Citizens should be more involved in research, says Rathenau Institute
Want to make a contribution to scientific research? You don’t necessarily have to work for a university or academic institution to do so. Citizens can help by posing relevant questions, collecting data, disseminating results, and looking for practical applications.
The Rathenau Institute mentioned the Dutch Research Agenda as an example of citizen participation. Created in 2015, the agenda is based on 12,000 questions sent by the public. The National Bird Count is another example: almost 200,000 people took part in it last month.
Yet, "community science" has scarcely gotten off the ground in the Netherlands, Rathenau Institute concludes in its report on open science, only available in Dutch for now. Open Science is a movement to make scientific research more accessible.
Today, policy planning for open science is often still directed at making scientific articles and data publicly available.
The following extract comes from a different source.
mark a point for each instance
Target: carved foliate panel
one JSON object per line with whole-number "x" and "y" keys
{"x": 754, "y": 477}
But it is mostly useful for other researchers, Rathenau Director Melanie Peters emphasises in the report's foreword. She says that such “openness” carries with it the threat of people becoming “snowed under”.
The Institute makes several recommendations in its report: first, research must become more accessible by avoiding technical jargon and academic terms, for example. Furthermore, there should be more incentive for researchers to get citizens involved in their research projects. She suggests funding organisations could include citizen participation in the criteria for awarding grants and subsidies more often.